La penitencia de dos puntos respecto al 8% en vigor en el 2012 es como si las uñas de Hacienda, presas de un tic enfermizo, no pudieran dejar de arañar la palabra 'cultura' hasta hacerla ilegible

Por fin, el pasado 29 de junio entró en vigor la anunciada rebaja del IVA del teatro. No hubo descorche de champán. Solo un callado sentimiento de reparación debida, de vuelta a la razón y a la justicia. Justicia tacaña, porque la rebaja del 21 al 10%, deja todavía una penitencia de dos puntos con respecto al 8% en vigor en el 2012. Es como si las uñas de Hacienda, presas de un tic enfermizo, no pudieran dejar de arañar la palabra cultura hasta hacerla ilegible.

La justa reparación del daño en el teatro hace más evidente la injusticia con respecto al cine, cuyo IVA se mantiene en el 21%, porque no es un «espectáculo en vivo», dando por hecho que quienes lo hacemos estamos todos criogenizados como Walt Disney, y quienes acuden a sus sesiones son zombis huidos del vídeo de Michael Jackson.
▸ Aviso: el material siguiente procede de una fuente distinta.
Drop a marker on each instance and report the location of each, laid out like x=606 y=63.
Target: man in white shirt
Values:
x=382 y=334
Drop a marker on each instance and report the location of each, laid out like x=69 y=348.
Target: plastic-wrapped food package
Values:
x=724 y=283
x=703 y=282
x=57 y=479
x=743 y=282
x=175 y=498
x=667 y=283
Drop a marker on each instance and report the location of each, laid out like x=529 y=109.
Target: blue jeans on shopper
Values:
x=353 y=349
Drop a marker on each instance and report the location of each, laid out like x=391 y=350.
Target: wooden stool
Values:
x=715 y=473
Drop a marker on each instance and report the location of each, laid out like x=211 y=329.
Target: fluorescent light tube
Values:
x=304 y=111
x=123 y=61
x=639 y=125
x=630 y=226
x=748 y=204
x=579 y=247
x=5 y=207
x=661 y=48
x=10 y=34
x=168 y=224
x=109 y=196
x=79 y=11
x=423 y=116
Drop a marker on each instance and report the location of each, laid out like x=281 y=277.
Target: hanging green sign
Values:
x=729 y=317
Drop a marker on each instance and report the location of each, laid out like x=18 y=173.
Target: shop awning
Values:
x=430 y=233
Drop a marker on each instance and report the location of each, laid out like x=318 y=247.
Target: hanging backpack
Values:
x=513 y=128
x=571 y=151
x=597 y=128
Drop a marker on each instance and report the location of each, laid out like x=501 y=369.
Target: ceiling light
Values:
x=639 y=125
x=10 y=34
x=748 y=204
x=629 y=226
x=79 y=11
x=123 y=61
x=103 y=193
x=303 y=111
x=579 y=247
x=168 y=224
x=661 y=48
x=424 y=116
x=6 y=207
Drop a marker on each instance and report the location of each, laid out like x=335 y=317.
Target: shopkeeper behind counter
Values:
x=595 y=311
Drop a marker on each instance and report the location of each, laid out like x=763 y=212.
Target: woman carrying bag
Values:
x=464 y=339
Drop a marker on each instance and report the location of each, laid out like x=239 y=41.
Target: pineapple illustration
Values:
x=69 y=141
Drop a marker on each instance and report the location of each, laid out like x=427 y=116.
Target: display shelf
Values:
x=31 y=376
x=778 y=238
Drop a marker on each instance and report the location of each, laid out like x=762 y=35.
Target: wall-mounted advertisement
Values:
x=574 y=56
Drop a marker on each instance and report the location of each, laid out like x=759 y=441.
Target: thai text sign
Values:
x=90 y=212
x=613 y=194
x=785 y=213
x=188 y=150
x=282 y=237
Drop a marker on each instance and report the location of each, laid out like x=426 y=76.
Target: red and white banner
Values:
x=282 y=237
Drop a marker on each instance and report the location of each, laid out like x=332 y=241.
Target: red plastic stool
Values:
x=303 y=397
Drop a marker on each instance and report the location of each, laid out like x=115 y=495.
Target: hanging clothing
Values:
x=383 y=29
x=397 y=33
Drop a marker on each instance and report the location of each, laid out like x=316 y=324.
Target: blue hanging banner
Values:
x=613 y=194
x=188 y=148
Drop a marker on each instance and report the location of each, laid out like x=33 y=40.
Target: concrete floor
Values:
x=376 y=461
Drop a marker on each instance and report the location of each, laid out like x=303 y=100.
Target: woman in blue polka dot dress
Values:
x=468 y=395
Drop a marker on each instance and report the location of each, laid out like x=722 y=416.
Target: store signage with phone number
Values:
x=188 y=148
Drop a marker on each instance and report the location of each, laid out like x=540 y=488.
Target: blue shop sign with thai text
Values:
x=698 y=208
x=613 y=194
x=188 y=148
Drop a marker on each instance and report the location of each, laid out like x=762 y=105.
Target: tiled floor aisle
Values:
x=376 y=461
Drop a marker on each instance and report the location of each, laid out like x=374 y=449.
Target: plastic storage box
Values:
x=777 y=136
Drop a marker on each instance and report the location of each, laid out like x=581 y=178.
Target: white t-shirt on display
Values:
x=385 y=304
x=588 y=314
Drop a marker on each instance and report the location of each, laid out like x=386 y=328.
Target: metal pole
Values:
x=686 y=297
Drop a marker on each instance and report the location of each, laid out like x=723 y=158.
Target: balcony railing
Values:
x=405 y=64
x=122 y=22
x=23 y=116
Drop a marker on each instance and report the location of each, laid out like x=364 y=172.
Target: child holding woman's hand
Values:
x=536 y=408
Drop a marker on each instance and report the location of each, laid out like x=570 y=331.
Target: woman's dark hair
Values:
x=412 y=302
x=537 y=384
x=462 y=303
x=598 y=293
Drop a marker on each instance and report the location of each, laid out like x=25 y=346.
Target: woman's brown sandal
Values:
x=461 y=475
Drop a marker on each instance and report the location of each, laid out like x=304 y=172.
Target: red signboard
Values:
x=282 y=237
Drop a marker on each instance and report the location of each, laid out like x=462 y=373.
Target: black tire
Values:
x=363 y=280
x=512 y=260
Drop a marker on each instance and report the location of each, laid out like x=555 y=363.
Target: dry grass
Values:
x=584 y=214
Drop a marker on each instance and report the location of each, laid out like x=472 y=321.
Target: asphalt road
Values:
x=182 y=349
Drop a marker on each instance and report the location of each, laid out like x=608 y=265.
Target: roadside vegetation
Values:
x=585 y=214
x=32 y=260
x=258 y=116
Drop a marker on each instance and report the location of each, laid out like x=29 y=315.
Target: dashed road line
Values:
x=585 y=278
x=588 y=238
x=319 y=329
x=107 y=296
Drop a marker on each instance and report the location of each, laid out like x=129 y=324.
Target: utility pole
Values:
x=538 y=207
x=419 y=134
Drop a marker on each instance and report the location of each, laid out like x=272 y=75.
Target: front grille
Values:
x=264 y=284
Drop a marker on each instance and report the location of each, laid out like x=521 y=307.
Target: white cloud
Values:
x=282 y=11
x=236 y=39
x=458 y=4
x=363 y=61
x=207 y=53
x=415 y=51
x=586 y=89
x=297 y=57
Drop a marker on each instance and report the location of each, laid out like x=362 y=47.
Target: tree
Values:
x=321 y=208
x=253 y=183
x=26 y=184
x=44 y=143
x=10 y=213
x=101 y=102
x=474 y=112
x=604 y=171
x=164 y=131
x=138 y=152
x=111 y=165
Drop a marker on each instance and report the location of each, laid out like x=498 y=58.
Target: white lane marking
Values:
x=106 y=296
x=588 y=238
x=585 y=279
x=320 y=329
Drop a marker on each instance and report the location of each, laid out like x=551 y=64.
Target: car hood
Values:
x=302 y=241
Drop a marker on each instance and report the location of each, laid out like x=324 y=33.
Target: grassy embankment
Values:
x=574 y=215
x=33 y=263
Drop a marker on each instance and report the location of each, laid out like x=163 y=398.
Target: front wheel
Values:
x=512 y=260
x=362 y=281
Se ignora que la experiencia de ver una película desde la butaca es, en ocasiones, tan vívida y rotunda, sino más, que la de correr asustado ante una acción de La Fura, o encontrarte bailando, a tu pesar, en un sicodélico sarao de La Cubana.

TRAGEDIA 'GORE'

Estos días, en la sede de la Royal Shakespeare, en Inglaterra, algún espectador se desmaya en cada representación de 'Titus Andronicus', la más 'gore' de las tragedias de Shakespeare, lo que ha levantado airadas reacciones en contra de la violencia mostrada en escena. Habida cuenta de que el próximo 9 de agosto la función va a retransmitirse en directo en cines de medio mundo (Barcelona incluida, busquen en la cartelera), la compañía ha decidido hacer un experimento: en el teatro, cada día, 13 miembros del público son monitorizados para ver cómo reacciona su corazón ante lo que presencia en vivo y en directo, y el 9 de agosto se hará lo mismo con otras tantas personas de las que acudan a ver la proyección de la tragedia en la pantalla de un cine. 

Se quiere saber de esta forma si quienes acuden al teatro son más impresionables que los habituales del cine, o si estos están, como se cree, insensibilizados ante la visión de la violencia (aunque nunca, en ningún caso, insensibilizados ante un IVA abusivo).